“Giving birth to a new people” - Jaco Botha

"I am ordained in the Dutch Reformed Church. It is the Church that is at the origin of apartheid, the Church of the old rulers of this country. They are the ones who thought about and developed the ideology of racial division. Our story is a story of segregation. This is the truth in which we as a church has to serve, both coming to terms with our sin and becoming a true part of Africa. This ghost continues to haunt us even until today, more than 20 years after our first democratic elections. We are still far from a true democracy in South Africa. Access to education, adequate health services, employment and sanitation still remain elusive for many South Africans. This fuelled the anger that led to 2016’s protests known as the #feesmustfall movement. Black students demanded institutional reform in lower tuition fees, access to university and a more inclusive language policy.

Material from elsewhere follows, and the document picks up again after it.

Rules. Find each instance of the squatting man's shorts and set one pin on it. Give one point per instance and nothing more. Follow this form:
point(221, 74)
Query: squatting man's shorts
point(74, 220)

How to accompany young people so that they take in hand their destiny, their history and free themselves of structures which robbed them their dignity? I am beginning to understand that giving birth to a new people is a difficult struggle. Here at Legacy, we offer security to people, we support them, we accompany them to heal trauma and violence. I am here because I need to be delivered from an ideology that was transmitted to me by my forefathers. I am not here to talk about God, but because I seek God to be cured of racism and xenophobia. The people I work with contribute to my healing. I cannot write or preach without the stories of people here. Many people come from abroad to save Africa. We do not need the United Nations or the big aid agencies to save us. The love we need is here. We are on our way, on a long road, to love each other despite new wounds. We do not need money, we do not need a plan, but we need people who love us, who help us to become ourselves, who are in solidarity with this birth, who carry with us the traumas, the cross of Christ to live the resurrection that escapes the control of the human being. This is where I see hope!

Louis Van Der Riet, Zanele Kumalo, Ntobekhaya Sibene, Wynand Marc Breytenbach and Jaco Botha, April 2018 in Taizé

During the passed years, we faced a massive looting of public resources by those in the authority of the state and those in politcs. Yet we have seen the South African Council of Churches play a prophetic role in advocating for justice and public accountability for the government.

Ubuntu - "I am what I am because of who we all are"- is Africa’s gift to the human family, an hybrid theology. My hope is that we can create a society where we can consider that the other helps me to become more myself. I would not be myself if there were no other Africans. Not recognizing this leads to arrogance. The Afrikaners live a similar path to that of the Germans after the Second World War. The fault must be assumed. But there is more, there is the image of God in every human being for all. It’s a path. "

Jaco Botha, PhD Theology, Stellenbosh.